On 12/8/08, DESLIPPE, MICHAEL CIV DCMA CIV DFAS MICHAEL.DESLIPPE@dfas.mil wrote:
So, certain laws apply without regard to things not in control of the victim. In this case, a minor child was exploited for money. Someone should have protected the child from such a consequence as this.
And arguably someone should have required Daniel Radcliffe to keep his pants on, advised Brooke Shields not to pursue an acting career, and refused to even consider buying Miley Cyrus a cell phone.
You can call it "bad parenting" for sure, but painting any of it as "child porn" would only cheapen the term and hurl a belittling insult at actual victims exploited for actual child porn.
The first amendment of the U.S. constitution guarantees freedom of speech and of the press, and exceptions are not made on a whim. Yes, certain forms of pornography are prohibited, but the underlying moral basis for this isn't that you and I and most other people find them offensive/distasteful, rather because they are presumed to be exploiting the victim of a sex crime.

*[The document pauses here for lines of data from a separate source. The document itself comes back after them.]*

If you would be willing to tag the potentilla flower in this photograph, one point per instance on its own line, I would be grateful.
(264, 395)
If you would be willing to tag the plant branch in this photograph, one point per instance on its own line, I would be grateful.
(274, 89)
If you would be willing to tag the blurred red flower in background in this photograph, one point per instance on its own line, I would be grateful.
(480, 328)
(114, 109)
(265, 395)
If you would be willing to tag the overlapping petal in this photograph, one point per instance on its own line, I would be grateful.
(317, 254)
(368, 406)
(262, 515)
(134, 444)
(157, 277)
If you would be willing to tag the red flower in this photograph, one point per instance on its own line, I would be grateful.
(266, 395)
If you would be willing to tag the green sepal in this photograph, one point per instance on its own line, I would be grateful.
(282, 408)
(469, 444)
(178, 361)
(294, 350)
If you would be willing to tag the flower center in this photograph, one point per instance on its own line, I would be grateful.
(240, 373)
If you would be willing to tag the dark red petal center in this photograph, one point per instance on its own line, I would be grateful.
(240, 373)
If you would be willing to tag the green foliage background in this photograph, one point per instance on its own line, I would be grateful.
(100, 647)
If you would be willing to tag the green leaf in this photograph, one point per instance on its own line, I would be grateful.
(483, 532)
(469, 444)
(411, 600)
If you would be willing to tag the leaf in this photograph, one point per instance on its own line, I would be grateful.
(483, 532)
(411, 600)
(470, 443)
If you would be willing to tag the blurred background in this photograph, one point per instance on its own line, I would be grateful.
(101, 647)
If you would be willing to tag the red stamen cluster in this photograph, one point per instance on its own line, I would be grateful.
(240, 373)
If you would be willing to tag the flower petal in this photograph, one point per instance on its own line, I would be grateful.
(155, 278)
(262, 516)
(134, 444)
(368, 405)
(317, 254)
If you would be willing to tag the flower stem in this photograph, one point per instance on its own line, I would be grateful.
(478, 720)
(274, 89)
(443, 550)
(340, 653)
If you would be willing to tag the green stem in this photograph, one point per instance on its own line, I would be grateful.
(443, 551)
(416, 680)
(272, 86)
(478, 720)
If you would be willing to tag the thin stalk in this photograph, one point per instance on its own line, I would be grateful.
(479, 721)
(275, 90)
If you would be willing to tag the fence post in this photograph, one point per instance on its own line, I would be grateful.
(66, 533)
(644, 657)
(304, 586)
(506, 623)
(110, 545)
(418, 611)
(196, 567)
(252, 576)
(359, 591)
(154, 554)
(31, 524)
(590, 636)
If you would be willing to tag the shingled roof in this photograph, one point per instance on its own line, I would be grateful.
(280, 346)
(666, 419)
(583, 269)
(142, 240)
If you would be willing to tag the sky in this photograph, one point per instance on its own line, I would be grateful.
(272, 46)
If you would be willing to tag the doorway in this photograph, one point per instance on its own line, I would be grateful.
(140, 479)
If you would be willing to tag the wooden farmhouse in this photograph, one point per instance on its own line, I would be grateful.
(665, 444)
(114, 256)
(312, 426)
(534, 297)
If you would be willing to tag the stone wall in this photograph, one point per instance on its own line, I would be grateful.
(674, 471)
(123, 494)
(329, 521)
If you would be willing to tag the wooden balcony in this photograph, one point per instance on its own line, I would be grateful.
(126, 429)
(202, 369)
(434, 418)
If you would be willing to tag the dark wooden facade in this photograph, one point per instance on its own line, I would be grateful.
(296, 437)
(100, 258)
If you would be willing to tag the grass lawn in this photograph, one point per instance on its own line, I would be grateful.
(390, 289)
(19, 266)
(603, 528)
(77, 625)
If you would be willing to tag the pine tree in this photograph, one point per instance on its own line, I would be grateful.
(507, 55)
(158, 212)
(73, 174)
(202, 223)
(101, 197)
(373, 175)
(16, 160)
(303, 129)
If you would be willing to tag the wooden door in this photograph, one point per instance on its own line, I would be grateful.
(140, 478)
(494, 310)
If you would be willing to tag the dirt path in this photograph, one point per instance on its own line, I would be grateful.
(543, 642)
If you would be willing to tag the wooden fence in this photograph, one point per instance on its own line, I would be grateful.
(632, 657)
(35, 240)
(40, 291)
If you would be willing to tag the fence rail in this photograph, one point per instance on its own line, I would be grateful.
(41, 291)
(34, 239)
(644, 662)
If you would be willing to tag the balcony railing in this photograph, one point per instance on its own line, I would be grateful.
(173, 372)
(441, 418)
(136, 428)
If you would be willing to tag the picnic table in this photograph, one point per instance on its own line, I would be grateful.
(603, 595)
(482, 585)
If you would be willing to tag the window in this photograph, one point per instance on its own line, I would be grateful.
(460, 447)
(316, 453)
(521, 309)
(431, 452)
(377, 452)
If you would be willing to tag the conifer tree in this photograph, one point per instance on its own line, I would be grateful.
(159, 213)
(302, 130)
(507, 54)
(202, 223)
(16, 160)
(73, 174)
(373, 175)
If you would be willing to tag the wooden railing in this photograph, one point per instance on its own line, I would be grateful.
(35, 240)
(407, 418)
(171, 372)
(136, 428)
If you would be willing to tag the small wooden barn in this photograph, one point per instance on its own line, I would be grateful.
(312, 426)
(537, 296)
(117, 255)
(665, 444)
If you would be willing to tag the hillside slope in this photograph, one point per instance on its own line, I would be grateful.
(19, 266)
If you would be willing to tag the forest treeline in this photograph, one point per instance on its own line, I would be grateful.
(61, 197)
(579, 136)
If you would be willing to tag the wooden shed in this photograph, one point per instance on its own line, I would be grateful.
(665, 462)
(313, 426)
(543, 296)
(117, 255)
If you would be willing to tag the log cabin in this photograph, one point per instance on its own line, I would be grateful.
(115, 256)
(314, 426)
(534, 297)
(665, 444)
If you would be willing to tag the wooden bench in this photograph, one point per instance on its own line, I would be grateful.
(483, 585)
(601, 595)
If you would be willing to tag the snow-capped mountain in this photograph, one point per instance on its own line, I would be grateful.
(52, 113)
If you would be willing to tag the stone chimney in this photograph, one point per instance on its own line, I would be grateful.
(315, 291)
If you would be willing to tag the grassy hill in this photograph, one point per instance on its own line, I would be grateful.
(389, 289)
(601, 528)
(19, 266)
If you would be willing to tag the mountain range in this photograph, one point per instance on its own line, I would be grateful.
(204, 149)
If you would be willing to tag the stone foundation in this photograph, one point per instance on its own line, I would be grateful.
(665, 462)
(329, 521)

Surely filming the rape of an adult or the murder of any person would be illegal for similar reasons if done for personal gain (as opposed to catching it on a security camera or an 8-mm Zoomatic[1]) Of course there will always exist really weird people who are turned on by things like that (or for any other thing you can think of) but any attempt to legislate that would border on thought-crime, a territory where the potential for creep[2] is infinitely greater than speech-crime.

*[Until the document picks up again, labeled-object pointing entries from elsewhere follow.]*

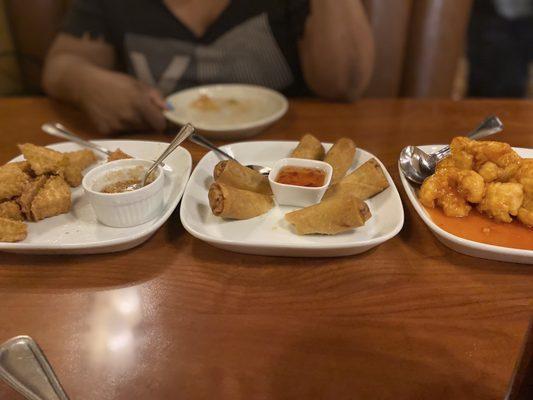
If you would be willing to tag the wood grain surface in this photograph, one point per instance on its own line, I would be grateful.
(177, 319)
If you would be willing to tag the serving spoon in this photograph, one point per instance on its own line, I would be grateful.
(182, 135)
(417, 165)
(202, 141)
(24, 367)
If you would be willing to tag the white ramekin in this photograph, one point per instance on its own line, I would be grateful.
(302, 196)
(124, 209)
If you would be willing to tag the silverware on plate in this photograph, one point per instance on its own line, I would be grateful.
(417, 165)
(24, 367)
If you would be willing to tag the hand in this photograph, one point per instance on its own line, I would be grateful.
(117, 102)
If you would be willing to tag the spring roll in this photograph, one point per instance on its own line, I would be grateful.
(233, 203)
(340, 157)
(329, 217)
(11, 210)
(12, 182)
(234, 174)
(365, 182)
(12, 231)
(309, 147)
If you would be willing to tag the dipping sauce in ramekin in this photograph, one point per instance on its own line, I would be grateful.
(301, 176)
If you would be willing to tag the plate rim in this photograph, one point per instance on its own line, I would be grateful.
(304, 246)
(243, 126)
(438, 231)
(6, 246)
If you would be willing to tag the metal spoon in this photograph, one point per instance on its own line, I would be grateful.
(202, 141)
(489, 126)
(24, 367)
(417, 165)
(183, 134)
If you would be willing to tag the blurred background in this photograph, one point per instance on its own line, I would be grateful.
(425, 48)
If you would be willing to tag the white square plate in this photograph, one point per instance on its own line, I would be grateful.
(268, 234)
(78, 232)
(461, 245)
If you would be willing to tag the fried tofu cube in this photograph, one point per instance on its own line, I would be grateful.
(12, 231)
(28, 194)
(43, 160)
(24, 166)
(118, 155)
(53, 199)
(11, 210)
(77, 161)
(12, 181)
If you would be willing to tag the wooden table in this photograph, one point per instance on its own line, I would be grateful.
(176, 318)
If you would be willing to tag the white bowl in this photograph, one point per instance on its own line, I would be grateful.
(465, 246)
(258, 108)
(293, 195)
(129, 208)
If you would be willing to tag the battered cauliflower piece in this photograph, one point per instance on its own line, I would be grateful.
(12, 231)
(11, 210)
(502, 200)
(448, 162)
(461, 154)
(524, 176)
(489, 171)
(495, 161)
(471, 186)
(452, 189)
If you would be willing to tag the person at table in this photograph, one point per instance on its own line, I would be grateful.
(116, 59)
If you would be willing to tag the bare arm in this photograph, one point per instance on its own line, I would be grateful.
(337, 49)
(80, 71)
(69, 62)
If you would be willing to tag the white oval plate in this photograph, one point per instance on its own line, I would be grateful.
(268, 234)
(78, 232)
(256, 108)
(465, 246)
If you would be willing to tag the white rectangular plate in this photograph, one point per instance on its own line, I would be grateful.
(461, 245)
(268, 234)
(78, 232)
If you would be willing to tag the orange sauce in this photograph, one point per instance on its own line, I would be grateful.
(482, 229)
(301, 176)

In this case, in the country under scrutiny, there are laws about what is and isn't decent. There are mechanisms for making the laws, defining them and prosecuting them. Whatever, you, me or anyone else thinks, in the country of interest, this either is or isn't against the law. If it's against the law, it shouldn't be there. If is isn't against the law be allowed without question. If it is one of those things and someone thinks it ought to be the other, then they should take it through the process used by that country to change their laws.
(In countries which have such a process, that is, but yes...)
I agree, all laws should be tested (to the extent that this can be done without causing actual harm to another human being) and amended or repealed when demonstrated to make no sense. Maybe some court will decide that the image is illegal under U.K. law, or maybe they won't, but it doesn't really matter as Wikipedia need not and should not be manipulated by foreign censorship.
If the cover art instead contained a naked swastika obscured by broken glass the album would have been banned in its country of origin[3], but acceptable in most other places. If the cover art depicted Mohammed in any state of dress obscured by broken glass it would probably be banned in predominantly Islamic countries. If it contained a masturbating nun obscured by broken glass it would (assuming she is an adult) be acceptable in the U.S., the U.K. and Germany but banned in New Zealand[4]. In the PRC the album art could be banned for having one or more colours in common with the flag of Tibet (or for having the same aspect ratio when distributed as a cassette, or for any other cock-and-bull reason, or none at all, seriously).
Some will argue that the English Wikipedia should bend more willingly for the benefit of contributors in English-speaking countries. Frankly I'm not going to buy that because having English an official language is not a guarantor (or prerequisite) of reasonable human rights or censorship laws. Just look at Pakistan, Sierra Leone, Singapore, or the Sudan.
I can almost guarantee that any complaints from these regimes would be file-13'd without a second thought. Is Britain so special? India and Nigeria have more English speakers than Britain. I realise they have a bit more credibility than the other countries I mentioned but would anyone take them seriously if they find some enwiki content to declare illegal? Probably not.
—C.W.
[1] Unless positioned on the grassy knoll, which would suggest conspiracy. [2] As in "instruction creep" not "being creepy", no pun intended. [3] But it would be okay for Germans to view it on the English Wikipedia as it is displayed for the scholarly purpose of informing readers about the album, not to promote Nazism or the album. Still wouldn't appear on the German Wikipedia due to their unrelated rejection of "fair use". [4] Cradle of Filth, 1997.